As an ex-app engineer though, I kind of prefer my queue logic to be in code, in Git, but maybe with the right tooling, you can change my mind. :)
What's the story for version control, debugging, testing, releasing? It'd be cool to have everything together for data locality and simplifying the stack, but it feels you'd lose a lot of useful knowledge about how to do stuff "properly".
https://github.com/microsoft/duroxide - also OSS, the durable execution framework pg_durable is built on itself supports function versions. We can leverage that to get similar support in pg_durable.
That said, we did hand-build a simple job queue (just lock, poll, reserve on a column, poll and update reservation to mark job done) on top of postgres at my previous startup. Something like pgque would have made that much more polished.
i have always had maintenance packages for this type of stuff. if i could deploy them alongside the database itself that could be kind of cool.
but yeah i agree with you that i do prefer having this in the code layer.
How is this project at all comparable to something like Temporal? Am I misunderstanding the limitation implied by this particular recommendation?

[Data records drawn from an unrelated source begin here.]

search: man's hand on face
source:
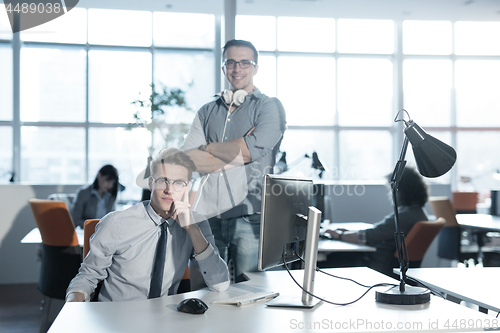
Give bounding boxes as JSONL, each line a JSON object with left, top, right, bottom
{"left": 168, "top": 190, "right": 195, "bottom": 229}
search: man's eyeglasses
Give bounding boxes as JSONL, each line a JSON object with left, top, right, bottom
{"left": 151, "top": 177, "right": 188, "bottom": 192}
{"left": 224, "top": 60, "right": 256, "bottom": 69}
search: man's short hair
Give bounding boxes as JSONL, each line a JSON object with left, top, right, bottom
{"left": 150, "top": 147, "right": 197, "bottom": 180}
{"left": 222, "top": 39, "right": 259, "bottom": 64}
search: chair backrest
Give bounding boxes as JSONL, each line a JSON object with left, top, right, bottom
{"left": 29, "top": 198, "right": 78, "bottom": 246}
{"left": 396, "top": 218, "right": 446, "bottom": 262}
{"left": 452, "top": 191, "right": 478, "bottom": 213}
{"left": 29, "top": 198, "right": 82, "bottom": 300}
{"left": 83, "top": 219, "right": 100, "bottom": 258}
{"left": 429, "top": 196, "right": 459, "bottom": 227}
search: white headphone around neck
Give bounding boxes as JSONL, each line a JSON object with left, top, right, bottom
{"left": 219, "top": 89, "right": 248, "bottom": 106}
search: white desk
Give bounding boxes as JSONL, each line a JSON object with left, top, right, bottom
{"left": 48, "top": 267, "right": 495, "bottom": 333}
{"left": 21, "top": 227, "right": 84, "bottom": 246}
{"left": 404, "top": 267, "right": 500, "bottom": 314}
{"left": 456, "top": 214, "right": 500, "bottom": 232}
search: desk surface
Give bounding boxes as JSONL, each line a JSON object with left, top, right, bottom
{"left": 456, "top": 214, "right": 500, "bottom": 232}
{"left": 21, "top": 227, "right": 84, "bottom": 246}
{"left": 404, "top": 267, "right": 500, "bottom": 314}
{"left": 48, "top": 267, "right": 494, "bottom": 333}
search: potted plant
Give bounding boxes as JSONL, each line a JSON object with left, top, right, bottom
{"left": 127, "top": 82, "right": 193, "bottom": 157}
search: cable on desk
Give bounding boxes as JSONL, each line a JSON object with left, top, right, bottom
{"left": 294, "top": 250, "right": 448, "bottom": 301}
{"left": 284, "top": 251, "right": 396, "bottom": 306}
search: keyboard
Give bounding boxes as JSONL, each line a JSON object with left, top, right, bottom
{"left": 212, "top": 291, "right": 279, "bottom": 307}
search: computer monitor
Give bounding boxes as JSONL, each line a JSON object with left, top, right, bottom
{"left": 258, "top": 174, "right": 322, "bottom": 308}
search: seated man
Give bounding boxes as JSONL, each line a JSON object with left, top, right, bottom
{"left": 66, "top": 148, "right": 229, "bottom": 302}
{"left": 325, "top": 167, "right": 429, "bottom": 276}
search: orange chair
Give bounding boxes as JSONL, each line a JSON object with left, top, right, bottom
{"left": 83, "top": 219, "right": 100, "bottom": 258}
{"left": 29, "top": 199, "right": 82, "bottom": 333}
{"left": 452, "top": 191, "right": 478, "bottom": 214}
{"left": 394, "top": 218, "right": 446, "bottom": 267}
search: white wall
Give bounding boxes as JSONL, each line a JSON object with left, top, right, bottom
{"left": 0, "top": 184, "right": 82, "bottom": 284}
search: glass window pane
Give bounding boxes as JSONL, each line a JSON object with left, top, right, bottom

It's an interesting technical achievement I guess, but it's very bizarre to try and read this
SELECT df.start(
@> (
($$SELECT ... FROM demo.invoices WHERE status = 'pending'$$ |=> 'inv')
~> df.if_rows('inv',
$$UPDATE ... SET status = 'processing'$$
~> (df.http(...) |=> 'resp')
~> df.if($$SELECT $r.ok$$,
-- classify, branch, wait for signal ...
),
df.sleep(5)
)
),
'invoice-approval-pipeline'
);The steps are:
1. Get all the pending invoices
2. Set their state to "processing"
3. Call out to an external service/process to do the actual processing, wait for a response.
4. If the response is OK, do something
5. Wait 5 seconds and then start again.
Not sure I love the syntax and the way SQL is embedded between the $$
But it is in the database, can be updated and modified in the same way as all the other stored procedures/functions, allows job control, I assume other control structures for parallel steps etc.
Gonna go read the doco now.
Not trying to dismiss the project - it looks like a lot of hard work has gone in and somebody has a use for it. I just come from an airflow style external orchestrator frame of mind that manages durability state in postgres but keeps the control flow out. Sorry if I came off as a bit snarky
Why would I want to store my control flow in the database and not in code? It feels strange.
Not trying to dismiss the project, I'm just not getting it yet I think.
This one seems to be more database-specific use case. The advantage is probably that you can track the exact state of the job in the database itself, rather than having to cross-reference the workflow log with the codebase and trace through it line by line to figure out what the state is. Plus I assume it's less overhead and latency, and operationally one less thing to spin up.
[1] https://learn.microsoft.com/en-us/azure/durable-task/common/...
Indeed Durable tasks is an exceptional project and was a unique innovation at the time.
pg_durable brings the same reliability and durablity semantics to long running operations within the database.
We have tons of interesting scenarios on the roadmap. Stay tuned! :)
For example, you cant use this: https://www.paradedb.com/blog/hybrid-search-in-postgresql-th...
Also for example, you dont get ultra-wide high dimensionality vectors.
It is nice they are open sourcing pg_durable, but how about adopting table stakes I'd get with AWS?
Don't need to synchronize the backups with anything else that is part of the same data store, good for ETL pipelines and other state machine type jobs.
If your ETL is mostly SQL anyway, then having the actual job being run on the same server helps as well.
Also if all the "state" is in one database, then you have better chance of getting consistent backups.
We use Postgres for that on https://transport.data.gouv.fr (Elixir app which does a fair bit of processing), and it helps.
Not familiar yet with pg_durable though, but I have used or implemented similar solutions and can relate.
One would be able to trigger maintenance jobs via simple lambda functions whose duration is capped.
The provider is an extensibility point. We just shipped the simplest version of it. Happy to take contribs if someone sends a pgmq based provider!